# Statistics: Validation

Good source: Harrell, F. E., (2001) Regression Modeling Strategies. Springer. pp 99ff

## Purpose of validation

To assess how model is likely to fit new data (population?). We can tell how well it fits the data set being analyzed but too complex a model might just be fitting random aspects of the data being analyzed. In other words we want to fit signal and not noise.

We need a measure of predictive accuracy that is not biased by overfitting.

3 causes of failure to validate:

1. overfitting
2. changes in measurement methods, definitions of variables
3. changes in subject inclusion criteria

Modes of model validation:

1. internal: use analyzed data
2. external: use new data or data splitting
See val.prob and val.surv in Design

Measures:

1. R2: good but biased
2. adjusted R2: unbiased but only if model prespecified -- not for selected models, i.e. okay if p is honest and includes all variables ever examined (formally or informally)

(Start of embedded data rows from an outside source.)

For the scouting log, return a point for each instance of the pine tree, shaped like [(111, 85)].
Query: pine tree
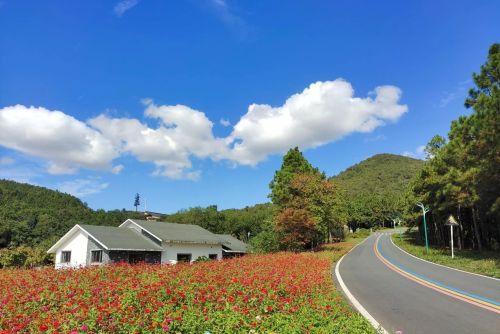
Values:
[(137, 201)]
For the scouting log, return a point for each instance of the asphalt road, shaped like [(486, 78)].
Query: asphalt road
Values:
[(412, 296)]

Two aspects of predictive accuracy that need to be assessed:

1. Calibration or reliability: ability of model to make unbiased estimates of outcomes
2. Discrimination is ability to separate subject's outcomes

First aspect (sec of 4.5 of Harrell) Beta(Y,Yhat) = 1 on fitted data but Beta(Y,Yhat) < 1 on new data.

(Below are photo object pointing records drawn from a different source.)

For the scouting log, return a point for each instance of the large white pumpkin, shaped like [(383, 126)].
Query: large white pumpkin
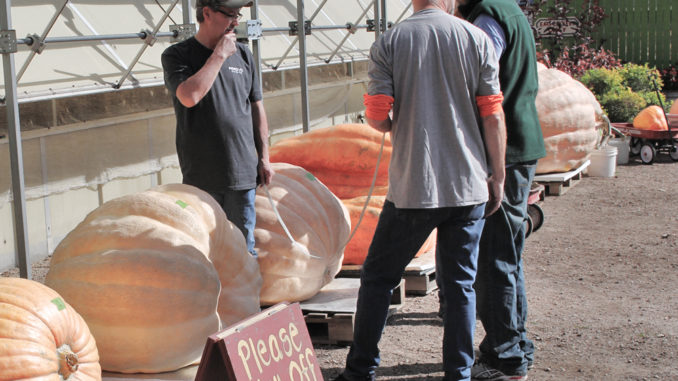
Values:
[(317, 221), (570, 116)]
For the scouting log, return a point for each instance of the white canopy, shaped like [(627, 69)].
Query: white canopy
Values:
[(66, 67)]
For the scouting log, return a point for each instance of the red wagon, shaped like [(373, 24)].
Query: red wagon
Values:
[(648, 143)]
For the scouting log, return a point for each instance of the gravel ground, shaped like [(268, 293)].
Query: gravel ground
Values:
[(601, 277)]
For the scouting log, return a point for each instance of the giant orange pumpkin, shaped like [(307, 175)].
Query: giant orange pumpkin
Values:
[(674, 107), (651, 118), (42, 337), (146, 272), (342, 157), (319, 224), (570, 116)]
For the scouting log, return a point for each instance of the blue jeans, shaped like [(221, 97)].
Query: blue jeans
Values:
[(239, 208), (399, 235), (502, 304)]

Example: 10 sample of sized 50 from iid N(.5, 1)
Beta(Y,Yhat) = 1 on data but Beta(Y,Yhat) = 0 on new data.
Let γ is
van Houwelingen and le Cessie: $\hat{\gamma}=\frac{model \chi^2 - p}{model \chi^2}$
For ordinary linear model $\hat{\gamma}=\frac{n-p-1}{n-1}\frac{R^2_{}adj}{R^2}$

where $1 - R^2_{adj}= (1 - R^2) \frac{n-1}{n-p-1}$ leading to $\hat{\beta}^s_0=(1-\hat{\gamma})\bar(Y) + \hat{\gamma}\hat{\beta}_0$ and $\hat{\beta}^s_j=\hat{\gamma}\hat{\beta}_j, j= 1,...p$